The frigate engaged in shakedown training until 13 April 1944, and departed San Pedro 30 April for the southwest Pacific. She arrived via Pearl Harbor at one of the most important bodies of water in the Pacific area, Leyte Gulf, 10 November. There Hutchinson took up escort and patrol duties among the many transports supporting the landing. During her stay off Leyte the ship engaged in several battles with attacking Japanese aircraft. Hutchinson sailed for Fremantle, Australia, via New Guinea, 30 November 1944.

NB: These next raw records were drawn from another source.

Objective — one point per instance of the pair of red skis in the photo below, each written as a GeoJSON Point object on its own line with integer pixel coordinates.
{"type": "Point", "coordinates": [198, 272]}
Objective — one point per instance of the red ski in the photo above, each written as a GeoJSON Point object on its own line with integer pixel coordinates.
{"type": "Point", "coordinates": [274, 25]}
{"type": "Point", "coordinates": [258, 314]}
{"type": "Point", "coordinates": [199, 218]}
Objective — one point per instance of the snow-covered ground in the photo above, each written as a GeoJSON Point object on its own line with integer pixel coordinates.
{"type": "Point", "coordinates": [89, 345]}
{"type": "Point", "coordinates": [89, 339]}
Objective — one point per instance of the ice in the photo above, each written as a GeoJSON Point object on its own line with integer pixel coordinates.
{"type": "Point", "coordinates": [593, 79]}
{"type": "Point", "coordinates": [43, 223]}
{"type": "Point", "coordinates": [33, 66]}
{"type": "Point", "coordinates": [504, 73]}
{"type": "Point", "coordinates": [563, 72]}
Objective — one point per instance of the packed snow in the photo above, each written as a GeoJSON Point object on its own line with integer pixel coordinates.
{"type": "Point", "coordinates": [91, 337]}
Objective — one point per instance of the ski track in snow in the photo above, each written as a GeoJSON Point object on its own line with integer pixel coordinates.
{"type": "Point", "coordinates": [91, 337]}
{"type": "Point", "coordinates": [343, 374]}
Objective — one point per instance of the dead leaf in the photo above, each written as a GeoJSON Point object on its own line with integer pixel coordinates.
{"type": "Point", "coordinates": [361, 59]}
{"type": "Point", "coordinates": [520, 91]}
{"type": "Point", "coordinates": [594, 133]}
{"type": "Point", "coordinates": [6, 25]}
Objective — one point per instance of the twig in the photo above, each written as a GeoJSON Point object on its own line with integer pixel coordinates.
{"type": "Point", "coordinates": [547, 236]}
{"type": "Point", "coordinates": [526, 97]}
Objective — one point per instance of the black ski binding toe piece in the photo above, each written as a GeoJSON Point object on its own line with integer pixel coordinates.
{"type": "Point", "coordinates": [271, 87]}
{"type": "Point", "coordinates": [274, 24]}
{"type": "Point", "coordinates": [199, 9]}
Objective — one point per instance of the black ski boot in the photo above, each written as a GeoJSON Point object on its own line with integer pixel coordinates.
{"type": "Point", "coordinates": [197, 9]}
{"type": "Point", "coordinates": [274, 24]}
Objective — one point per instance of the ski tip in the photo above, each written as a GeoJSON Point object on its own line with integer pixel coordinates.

Assigned to the submarine base, Fremantle, for training duty with submarines, Hutchinson remained in Australia until 27 August 1945. Departing for the United States, she touched at Manus and Pearl before arriving Terminal Island, Calif., 10 January 1946. Here she converted to a weather ship. Following conversion, she proceeded to Seattle and got underway 6 February 1946 for weather station A in the northern Pacific. After performing the demanding and essential task of weather picket for two separate periods, Hutchinson sailed to San Francisco and decommissioned 15 April 1946. She was then recommissioned a Coast Guard vessel on loan from the Navy, and sailed westward to take up her weather ship duties once more. After two more such cruises, Hutchinson arrived Seattle in early September and decommissioned 23 September 1946.
Hutchinson was stricken from the Navy List 29 October 1946 and was sold to Mexico 24 November 1947. She served the Mexican Navy as California until scrapped in June 1964.
Hutchinson received two battle stars for World War II service.